The Commission also will evaluate neutral policies or practices that may have a disparate impact on individuals who are pregnant or perceived to be pregnant. It likely will scrutinize light duty policies (i.e., policies that permit workers to be moved to “light duty” for on-the-job injuries only), which the Commission view as having a disparate impact on pregnant employers unless the employer can demonstrate the policy bears “a significant relationship to a significant business objective of the covered entity or does not contribute to the disparate impact.”
The Guidance indicates that requesting a reasonable accommodation and engaging in the cooperative dialogue are both protected activities, and therefore any adverse employment action based on such activity constitutes retaliation under the NYCHRL.
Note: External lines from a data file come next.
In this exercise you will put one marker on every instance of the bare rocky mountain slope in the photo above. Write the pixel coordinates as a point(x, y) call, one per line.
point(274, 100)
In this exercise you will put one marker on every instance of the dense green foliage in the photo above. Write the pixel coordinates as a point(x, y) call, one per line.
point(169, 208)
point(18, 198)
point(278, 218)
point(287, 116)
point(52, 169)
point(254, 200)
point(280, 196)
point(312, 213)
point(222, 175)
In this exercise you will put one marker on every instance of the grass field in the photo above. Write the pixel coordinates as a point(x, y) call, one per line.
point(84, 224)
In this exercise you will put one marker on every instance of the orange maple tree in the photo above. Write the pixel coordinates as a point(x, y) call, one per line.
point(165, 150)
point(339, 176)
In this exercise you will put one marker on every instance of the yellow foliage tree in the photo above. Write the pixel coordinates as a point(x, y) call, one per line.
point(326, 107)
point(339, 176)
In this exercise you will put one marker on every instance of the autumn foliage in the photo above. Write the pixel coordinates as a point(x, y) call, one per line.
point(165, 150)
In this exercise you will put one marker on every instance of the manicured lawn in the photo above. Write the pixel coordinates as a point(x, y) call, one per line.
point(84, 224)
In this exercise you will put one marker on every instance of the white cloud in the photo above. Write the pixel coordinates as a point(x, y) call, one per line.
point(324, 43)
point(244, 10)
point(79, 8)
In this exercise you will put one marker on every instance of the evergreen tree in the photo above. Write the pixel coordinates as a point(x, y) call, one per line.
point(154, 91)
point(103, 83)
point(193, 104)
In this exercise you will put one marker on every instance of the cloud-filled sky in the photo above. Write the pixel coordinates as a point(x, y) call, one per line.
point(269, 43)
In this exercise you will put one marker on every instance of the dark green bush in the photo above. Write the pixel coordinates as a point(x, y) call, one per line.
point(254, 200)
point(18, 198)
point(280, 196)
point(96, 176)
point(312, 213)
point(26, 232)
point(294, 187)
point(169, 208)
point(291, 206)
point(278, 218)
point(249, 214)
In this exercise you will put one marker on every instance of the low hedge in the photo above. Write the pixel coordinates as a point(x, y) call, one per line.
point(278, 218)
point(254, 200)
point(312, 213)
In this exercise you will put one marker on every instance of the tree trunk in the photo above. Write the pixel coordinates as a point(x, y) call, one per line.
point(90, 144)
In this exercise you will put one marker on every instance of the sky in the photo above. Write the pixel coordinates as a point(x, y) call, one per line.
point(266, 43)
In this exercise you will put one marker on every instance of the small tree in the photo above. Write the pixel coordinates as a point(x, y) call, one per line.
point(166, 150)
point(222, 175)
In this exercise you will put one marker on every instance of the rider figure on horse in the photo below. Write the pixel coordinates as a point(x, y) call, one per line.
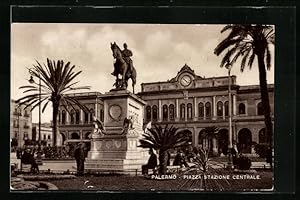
point(126, 54)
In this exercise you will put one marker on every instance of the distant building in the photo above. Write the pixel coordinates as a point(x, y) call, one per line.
point(75, 124)
point(191, 102)
point(46, 133)
point(20, 123)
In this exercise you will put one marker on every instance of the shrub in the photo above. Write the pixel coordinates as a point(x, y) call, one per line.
point(261, 150)
point(243, 163)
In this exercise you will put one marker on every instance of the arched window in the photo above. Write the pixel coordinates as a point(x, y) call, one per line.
point(101, 115)
point(201, 110)
point(87, 135)
point(226, 108)
point(59, 117)
point(154, 113)
point(165, 112)
point(242, 109)
point(219, 109)
point(182, 111)
point(171, 112)
point(189, 111)
point(262, 136)
point(260, 110)
point(72, 116)
point(75, 136)
point(92, 113)
point(86, 117)
point(148, 113)
point(77, 116)
point(63, 117)
point(207, 109)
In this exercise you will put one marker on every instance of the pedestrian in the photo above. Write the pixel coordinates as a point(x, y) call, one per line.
point(79, 155)
point(269, 157)
point(169, 158)
point(180, 159)
point(152, 162)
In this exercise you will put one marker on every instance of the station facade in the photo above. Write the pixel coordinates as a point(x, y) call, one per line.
point(189, 102)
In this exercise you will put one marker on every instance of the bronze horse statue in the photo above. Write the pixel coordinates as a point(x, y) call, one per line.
point(122, 68)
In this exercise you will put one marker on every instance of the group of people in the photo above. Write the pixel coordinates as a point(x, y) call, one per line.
point(27, 157)
point(179, 160)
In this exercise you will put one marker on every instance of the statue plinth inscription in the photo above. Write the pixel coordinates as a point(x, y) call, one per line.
point(117, 145)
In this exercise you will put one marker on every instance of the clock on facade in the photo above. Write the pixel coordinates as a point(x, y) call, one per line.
point(185, 80)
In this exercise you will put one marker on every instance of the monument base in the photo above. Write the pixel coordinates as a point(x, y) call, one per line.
point(115, 149)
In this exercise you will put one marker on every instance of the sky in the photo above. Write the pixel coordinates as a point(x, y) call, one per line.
point(159, 52)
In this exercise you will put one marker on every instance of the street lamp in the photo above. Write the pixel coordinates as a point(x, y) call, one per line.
point(228, 66)
point(19, 133)
point(31, 80)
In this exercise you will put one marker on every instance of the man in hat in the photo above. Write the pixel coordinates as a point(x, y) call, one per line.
point(79, 155)
point(126, 53)
point(152, 162)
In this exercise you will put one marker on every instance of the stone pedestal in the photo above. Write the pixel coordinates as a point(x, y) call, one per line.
point(116, 148)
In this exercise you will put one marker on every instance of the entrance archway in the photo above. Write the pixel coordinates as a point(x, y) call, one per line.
point(223, 141)
point(244, 140)
point(63, 138)
point(75, 136)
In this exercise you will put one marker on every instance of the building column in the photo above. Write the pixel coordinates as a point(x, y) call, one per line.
point(96, 109)
point(224, 110)
point(196, 136)
point(67, 116)
point(177, 110)
point(214, 116)
point(159, 110)
point(81, 135)
point(234, 105)
point(195, 109)
point(204, 111)
point(81, 117)
point(214, 146)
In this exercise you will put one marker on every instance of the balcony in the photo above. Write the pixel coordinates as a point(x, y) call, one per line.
point(17, 113)
point(26, 126)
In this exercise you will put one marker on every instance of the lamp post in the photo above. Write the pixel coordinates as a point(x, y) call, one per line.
point(230, 146)
point(19, 133)
point(31, 80)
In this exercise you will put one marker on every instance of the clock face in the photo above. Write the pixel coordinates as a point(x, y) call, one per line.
point(185, 80)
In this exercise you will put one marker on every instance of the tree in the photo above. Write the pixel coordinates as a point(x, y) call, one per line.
point(57, 80)
point(250, 42)
point(209, 133)
point(163, 139)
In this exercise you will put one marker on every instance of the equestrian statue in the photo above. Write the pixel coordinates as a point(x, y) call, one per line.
point(123, 66)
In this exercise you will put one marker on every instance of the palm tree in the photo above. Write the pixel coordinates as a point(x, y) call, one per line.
point(57, 79)
point(163, 139)
point(250, 42)
point(209, 133)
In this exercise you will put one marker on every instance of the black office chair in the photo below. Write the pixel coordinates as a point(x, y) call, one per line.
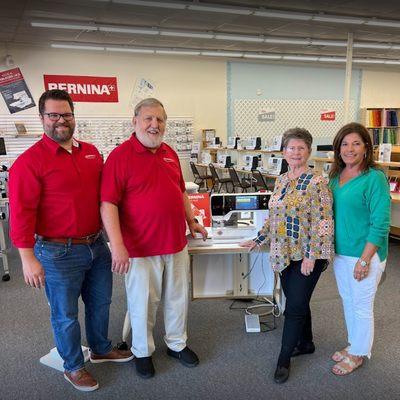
point(258, 181)
point(219, 182)
point(199, 178)
point(238, 183)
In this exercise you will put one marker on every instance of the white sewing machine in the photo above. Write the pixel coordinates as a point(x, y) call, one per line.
point(237, 216)
point(250, 162)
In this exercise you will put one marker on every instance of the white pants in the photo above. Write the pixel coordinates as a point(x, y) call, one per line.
point(358, 301)
point(148, 280)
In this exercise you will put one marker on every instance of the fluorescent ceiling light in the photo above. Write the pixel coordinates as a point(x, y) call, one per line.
point(381, 22)
point(210, 35)
point(368, 61)
point(226, 10)
point(366, 45)
point(263, 56)
point(338, 19)
point(332, 59)
point(283, 15)
point(260, 12)
point(145, 3)
point(192, 52)
point(221, 54)
point(240, 38)
point(300, 58)
point(199, 35)
point(76, 46)
point(123, 29)
point(286, 40)
point(63, 25)
point(130, 50)
point(179, 52)
point(334, 43)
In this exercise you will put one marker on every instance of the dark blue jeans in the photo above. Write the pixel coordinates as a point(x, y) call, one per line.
point(73, 270)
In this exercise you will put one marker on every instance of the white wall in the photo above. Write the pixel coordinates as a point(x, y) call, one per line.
point(380, 89)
5. Failure to Provide Notice Regarding Pregnancy Protections
Reiterating existing requirements, the Guidance states that failure to provide all employees with written notice of their right to be free from discrimination in relation to pregnancy, childbirth, and related medical conditions (by using the Commission’s “Pregnancy and Employment Rights” poster or some other means of notice) constitutes a violation of the NYCHRL. An employer also may post the notice in their place business in an area accessible to all employees.
The Guidance concludes with “best practice” suggestions for employers.
First, employers should maintain and distribute (to all employees) a written policy informing employees about the cooperative dialogue process that includes information on how to request an accommodation and explains what a cooperative dialogue looks like.
Second, when an employee notifies the employer of a pregnancy, the employee should be given a copy of the policy and be reminded of the availability of accommodations.
Third, consistent with the guidance on the City’s Stop Credit in Employment Act and others, employers also should maintain a detailed log that documents all efforts to initiate, engage in, and conclude the cooperative dialogue with an employee.